After the exploration of dance improvisation for Parkinson’s Disease concluded, the researchers selected those with dementia and mild cognitive impairment, and their caregivers as the target population for their pilot study. Both Soriano and Hugenschmidt felt that dance improvisation as a means of expression and physical activity was fitting for those with dementia due to the sense of agency it gives to participants; allowing everyone to operate safely within their bandwidth and to come as they are, with full authenticity. Soriano designed a scaffolded methodology to promote accessibility and to allow for class participants to advance to more complex prompts. Within the classes, participants build confidence and comfortability, allowing them to take greater risks, and in turn, “practice and learn life skills,” noted Soriano. Soriano reports that it is critical to encourage individuals with neurodegenerative diseases to relinquish themselves from excess fear, and enable them to pave new brain patterns and connections to combat the symptoms of dementia.
The results of this pilot study have led the researchers to conduct a full clinical trial titled “IMOVE: Improvisational Movement for People With Memory Loss and Their Caregivers.” Soriano reports observing a change in participants after each session, describing the participants as walking out with a “different movement confidence… that is perhaps posturally different. Perhaps there’s just a different light around people, a different sense of energy, a different focus, a different sense of purpose, a heightened sense of connection to the rest of the day.” This further supports the emerging idea that dance improvisation is a powerful tool that can be used to impact the lives of neurodivergent individuals by creating space for them to express, find stillness, breathe, and move.
Rather than creating and delivering a strict protocol for IMPROVment, Christina Soriano holds an annual training session where anyone interested in facilitating classes, from dance educators to healthcare practitioners, can learn how to make informed decisions to meet the unique needs of each group they may encounter.

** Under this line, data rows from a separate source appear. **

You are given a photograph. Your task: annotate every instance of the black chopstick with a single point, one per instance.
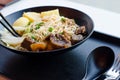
(13, 32)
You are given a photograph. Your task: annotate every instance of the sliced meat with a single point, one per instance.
(26, 43)
(66, 35)
(80, 30)
(59, 41)
(76, 38)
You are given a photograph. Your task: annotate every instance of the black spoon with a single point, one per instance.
(98, 62)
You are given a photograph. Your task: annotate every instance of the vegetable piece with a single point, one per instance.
(22, 21)
(32, 16)
(50, 12)
(50, 29)
(63, 19)
(20, 30)
(33, 37)
(39, 25)
(38, 46)
(26, 43)
(11, 40)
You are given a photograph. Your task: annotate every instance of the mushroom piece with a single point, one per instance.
(59, 41)
(76, 38)
(80, 30)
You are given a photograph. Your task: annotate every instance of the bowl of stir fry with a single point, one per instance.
(47, 29)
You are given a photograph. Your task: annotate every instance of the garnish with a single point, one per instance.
(50, 29)
(63, 19)
(39, 25)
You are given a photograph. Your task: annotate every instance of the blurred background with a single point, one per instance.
(111, 5)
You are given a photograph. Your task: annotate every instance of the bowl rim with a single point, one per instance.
(56, 50)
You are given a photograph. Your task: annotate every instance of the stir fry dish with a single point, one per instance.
(45, 31)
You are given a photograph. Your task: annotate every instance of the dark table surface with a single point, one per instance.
(64, 66)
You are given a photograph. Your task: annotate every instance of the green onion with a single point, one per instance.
(28, 23)
(39, 25)
(50, 29)
(61, 32)
(33, 37)
(63, 19)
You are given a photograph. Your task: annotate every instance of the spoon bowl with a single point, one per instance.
(98, 62)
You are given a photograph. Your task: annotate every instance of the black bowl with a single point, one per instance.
(80, 18)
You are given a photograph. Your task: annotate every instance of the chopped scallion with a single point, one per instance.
(50, 29)
(39, 25)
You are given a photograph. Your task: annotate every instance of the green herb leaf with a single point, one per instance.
(50, 29)
(63, 19)
(33, 37)
(39, 25)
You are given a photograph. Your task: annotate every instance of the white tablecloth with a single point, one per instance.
(105, 21)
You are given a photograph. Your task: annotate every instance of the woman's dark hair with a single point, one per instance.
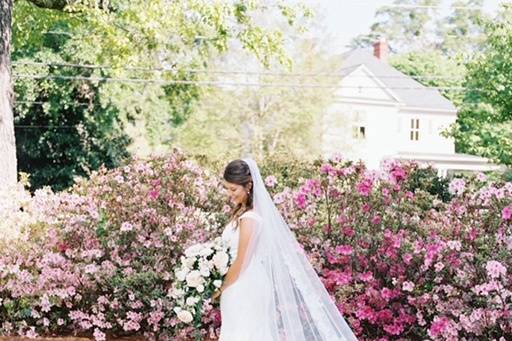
(238, 172)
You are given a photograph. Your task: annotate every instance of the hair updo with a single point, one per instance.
(238, 172)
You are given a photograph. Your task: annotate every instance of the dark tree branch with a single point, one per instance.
(52, 4)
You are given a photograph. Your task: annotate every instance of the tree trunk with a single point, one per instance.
(8, 173)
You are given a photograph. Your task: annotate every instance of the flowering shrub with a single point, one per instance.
(102, 260)
(405, 265)
(406, 255)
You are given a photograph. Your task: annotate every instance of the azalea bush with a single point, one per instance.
(406, 255)
(404, 264)
(102, 259)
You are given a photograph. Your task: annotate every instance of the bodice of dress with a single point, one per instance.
(231, 233)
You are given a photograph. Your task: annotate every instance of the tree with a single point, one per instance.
(406, 28)
(173, 35)
(415, 26)
(266, 121)
(433, 68)
(484, 125)
(7, 142)
(462, 31)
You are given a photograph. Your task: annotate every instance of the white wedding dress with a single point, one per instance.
(245, 304)
(278, 296)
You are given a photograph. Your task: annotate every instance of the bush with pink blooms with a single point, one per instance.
(405, 254)
(402, 263)
(101, 260)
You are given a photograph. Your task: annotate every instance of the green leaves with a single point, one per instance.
(484, 126)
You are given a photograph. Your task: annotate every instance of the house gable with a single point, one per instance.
(360, 84)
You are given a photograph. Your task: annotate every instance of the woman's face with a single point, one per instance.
(237, 194)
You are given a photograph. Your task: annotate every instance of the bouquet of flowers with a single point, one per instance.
(200, 274)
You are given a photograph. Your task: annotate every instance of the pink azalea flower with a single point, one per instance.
(506, 214)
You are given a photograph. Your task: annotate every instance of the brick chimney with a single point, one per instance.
(381, 49)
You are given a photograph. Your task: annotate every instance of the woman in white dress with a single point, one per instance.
(271, 292)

The training identifies and applies Laban-inspired principles, such as effort, time, flow, isolation, ongoingness, space, and shape, to a library of prompts, allowing the instructor to focus on the components of movement they want to emphasize in that particular class. They can then decide which prompts from the library connect to these components. This structure allows class instructors to operate under what Soriano describes as a “very strong skeleton.” Further information regarding the training sessions and the IMPROVment method can be located at https://improvment.wfu.edu/. The researchers encourage anyone interested in learning more about teaching the IMPROVment method to attend the training, so they will be able to share the benefits of improvisation with their communities, giving everyone the chance to dance.